Springe direkt zu Inhalt

Leading Mathematician Penelope Haxell to Be at Freie Universität Berlin

Professor Penelope Evelyn Haxell Will Be Doing Research in Dahlem as Part of a Bessel Research Award

№ 399/2011 from Dec 27, 2011

Penelope Evelyn Haxell

Penelope Evelyn Haxell
Image Credit: Jonathan Haxell

The mathematician Penelope Evelyn Haxell from the University of Waterloo in Canada has been granted a Friedrich Wilhelm Bessel Research Award from the Alexander von Humboldt Foundation, following a recommendation by Tibor Szabó, a professor of mathematics at Freie Universität Berlin. Haxell is considered a leader in the field of extremal and probabilistic combinatorics. The award is valued at 45,000 euros and is accompanied by an invitation to do research in Germany. From 2012 to 2014 Haxell will be conducting research at Freie Universität Berlin along with Szabó. On January 20, 2012, Haxell will give a talk at the Friday Colloquium at Berlin Mathematical School.

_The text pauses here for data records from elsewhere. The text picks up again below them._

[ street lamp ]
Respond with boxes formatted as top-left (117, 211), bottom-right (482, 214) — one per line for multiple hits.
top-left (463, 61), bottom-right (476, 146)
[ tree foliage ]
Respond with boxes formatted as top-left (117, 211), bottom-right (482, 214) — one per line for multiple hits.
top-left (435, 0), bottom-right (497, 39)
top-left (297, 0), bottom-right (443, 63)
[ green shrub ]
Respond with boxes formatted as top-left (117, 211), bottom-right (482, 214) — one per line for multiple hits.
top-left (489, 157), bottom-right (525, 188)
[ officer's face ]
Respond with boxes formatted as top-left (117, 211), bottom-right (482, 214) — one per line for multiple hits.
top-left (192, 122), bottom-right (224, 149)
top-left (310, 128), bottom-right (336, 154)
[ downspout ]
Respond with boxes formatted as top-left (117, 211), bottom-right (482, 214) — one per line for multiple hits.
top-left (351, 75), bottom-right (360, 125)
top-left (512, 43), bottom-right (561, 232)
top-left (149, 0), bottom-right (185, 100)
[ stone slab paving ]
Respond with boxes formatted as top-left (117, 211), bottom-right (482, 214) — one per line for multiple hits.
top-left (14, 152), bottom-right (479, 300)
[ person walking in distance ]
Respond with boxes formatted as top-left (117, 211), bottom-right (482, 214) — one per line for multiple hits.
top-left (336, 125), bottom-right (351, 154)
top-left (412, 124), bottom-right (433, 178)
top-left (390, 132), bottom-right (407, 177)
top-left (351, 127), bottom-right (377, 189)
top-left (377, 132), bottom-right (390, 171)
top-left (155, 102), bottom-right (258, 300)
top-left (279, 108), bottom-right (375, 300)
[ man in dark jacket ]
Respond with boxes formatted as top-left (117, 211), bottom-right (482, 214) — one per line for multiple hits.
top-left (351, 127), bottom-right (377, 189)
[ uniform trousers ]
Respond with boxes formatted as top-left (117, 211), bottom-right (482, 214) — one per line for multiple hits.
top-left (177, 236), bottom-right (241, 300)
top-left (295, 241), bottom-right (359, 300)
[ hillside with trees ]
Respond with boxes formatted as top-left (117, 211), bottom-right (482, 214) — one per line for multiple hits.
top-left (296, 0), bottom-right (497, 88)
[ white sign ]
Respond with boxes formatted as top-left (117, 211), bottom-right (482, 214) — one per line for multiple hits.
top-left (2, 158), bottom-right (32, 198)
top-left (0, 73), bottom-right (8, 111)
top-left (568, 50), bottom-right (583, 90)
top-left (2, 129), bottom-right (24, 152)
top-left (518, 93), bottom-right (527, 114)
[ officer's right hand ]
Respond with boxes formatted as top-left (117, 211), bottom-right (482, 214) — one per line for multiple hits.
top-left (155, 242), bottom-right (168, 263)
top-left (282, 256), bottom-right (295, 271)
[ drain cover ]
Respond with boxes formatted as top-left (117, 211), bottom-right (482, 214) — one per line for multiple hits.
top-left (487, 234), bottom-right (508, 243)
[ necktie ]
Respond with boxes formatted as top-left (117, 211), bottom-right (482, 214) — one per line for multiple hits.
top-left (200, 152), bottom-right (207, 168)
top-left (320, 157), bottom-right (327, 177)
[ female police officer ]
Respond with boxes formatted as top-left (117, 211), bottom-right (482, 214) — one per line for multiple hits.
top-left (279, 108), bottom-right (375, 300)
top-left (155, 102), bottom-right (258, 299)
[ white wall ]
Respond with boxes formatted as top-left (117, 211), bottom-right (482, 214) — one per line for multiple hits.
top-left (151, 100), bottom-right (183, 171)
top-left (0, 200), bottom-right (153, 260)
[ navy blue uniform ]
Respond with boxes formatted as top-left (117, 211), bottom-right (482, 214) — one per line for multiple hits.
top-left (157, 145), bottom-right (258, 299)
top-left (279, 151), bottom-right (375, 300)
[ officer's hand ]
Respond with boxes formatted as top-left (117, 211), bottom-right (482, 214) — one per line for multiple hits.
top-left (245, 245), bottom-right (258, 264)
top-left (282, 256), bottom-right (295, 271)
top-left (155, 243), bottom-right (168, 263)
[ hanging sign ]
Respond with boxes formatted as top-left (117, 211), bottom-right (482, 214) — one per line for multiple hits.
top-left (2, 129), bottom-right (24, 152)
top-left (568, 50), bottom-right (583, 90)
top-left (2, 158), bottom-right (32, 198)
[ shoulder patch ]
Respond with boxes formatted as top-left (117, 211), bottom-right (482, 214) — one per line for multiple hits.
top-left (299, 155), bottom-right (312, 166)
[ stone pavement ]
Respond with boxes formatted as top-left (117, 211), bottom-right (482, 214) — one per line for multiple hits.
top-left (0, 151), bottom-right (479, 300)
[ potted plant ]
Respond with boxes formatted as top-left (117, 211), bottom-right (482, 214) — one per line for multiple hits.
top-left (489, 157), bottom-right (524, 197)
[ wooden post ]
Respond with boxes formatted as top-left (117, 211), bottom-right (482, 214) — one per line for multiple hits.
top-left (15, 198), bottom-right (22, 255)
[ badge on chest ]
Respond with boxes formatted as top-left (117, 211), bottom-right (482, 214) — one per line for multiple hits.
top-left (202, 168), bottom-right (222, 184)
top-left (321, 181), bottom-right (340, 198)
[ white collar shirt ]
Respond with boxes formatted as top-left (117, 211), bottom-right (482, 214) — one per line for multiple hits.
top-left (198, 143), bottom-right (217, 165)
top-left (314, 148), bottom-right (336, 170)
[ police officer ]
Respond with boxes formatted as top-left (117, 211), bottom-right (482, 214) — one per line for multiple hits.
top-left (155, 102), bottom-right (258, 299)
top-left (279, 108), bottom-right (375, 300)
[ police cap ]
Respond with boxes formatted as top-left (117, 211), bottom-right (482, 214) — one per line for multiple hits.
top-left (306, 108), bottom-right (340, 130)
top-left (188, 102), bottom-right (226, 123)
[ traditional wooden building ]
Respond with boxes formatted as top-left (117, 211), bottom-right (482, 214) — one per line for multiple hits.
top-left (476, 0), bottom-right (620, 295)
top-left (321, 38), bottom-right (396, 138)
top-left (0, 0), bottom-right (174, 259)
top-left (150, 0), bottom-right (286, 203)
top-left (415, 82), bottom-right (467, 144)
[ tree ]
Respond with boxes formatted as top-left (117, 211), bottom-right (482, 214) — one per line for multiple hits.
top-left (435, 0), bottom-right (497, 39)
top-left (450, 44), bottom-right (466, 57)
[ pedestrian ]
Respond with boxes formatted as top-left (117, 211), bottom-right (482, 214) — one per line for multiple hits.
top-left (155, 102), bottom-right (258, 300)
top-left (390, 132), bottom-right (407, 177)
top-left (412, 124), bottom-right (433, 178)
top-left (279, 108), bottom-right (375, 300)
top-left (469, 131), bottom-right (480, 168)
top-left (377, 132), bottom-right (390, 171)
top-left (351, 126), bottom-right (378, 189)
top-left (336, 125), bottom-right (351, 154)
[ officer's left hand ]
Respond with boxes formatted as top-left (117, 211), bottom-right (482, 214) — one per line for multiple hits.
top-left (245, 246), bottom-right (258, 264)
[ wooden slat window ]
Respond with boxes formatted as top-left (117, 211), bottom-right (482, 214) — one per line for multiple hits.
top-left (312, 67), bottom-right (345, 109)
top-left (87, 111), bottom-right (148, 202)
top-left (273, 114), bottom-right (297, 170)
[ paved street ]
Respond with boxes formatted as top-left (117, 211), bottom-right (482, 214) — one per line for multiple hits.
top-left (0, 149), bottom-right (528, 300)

Combinatorics deals with discrete structures that are used, for example, in the modeling of road networks. In extremal and probabilistic combinatorics mathematicians use probability theory to try to find and describe optimal discrete structures. Haxell provided fundamental theoretical contributions to an important branch of combinatorics, graph theory. A graph is a kind of net by which, for example, the structure of a road network can be examined. At Freie Universität Penelope Evelyn Haxell along with Tibor Szabó will explore special problems in graph theory and possible applications of game theoretical methods in combinatorics.

Haxell earned her doctorate in mathematics in 1993 at the University of Cambridge. Then she continued her research at the Department of Combinatorics and Optimization at the University of Waterloo in Canada where, in 2004, she accepted an appointment as professor. Haxell is an associate editor at leading magazines dealing with combinatorics and algorithms. In 2006 she was awarded the Krieger-Nelson Prize by the Canadian Mathematical Society.

In recognition of outstanding achievements in mathematics, the Humboldt Foundation grants up to 25 Friedrich Wilhelm Bessel Research Awards annually. As part of the award, the recipients are invited to spend a period of up to one year cooperating on a long-term research project with specialist colleagues at a research institution in Germany. Nominations for the award are made by researchers in Germany.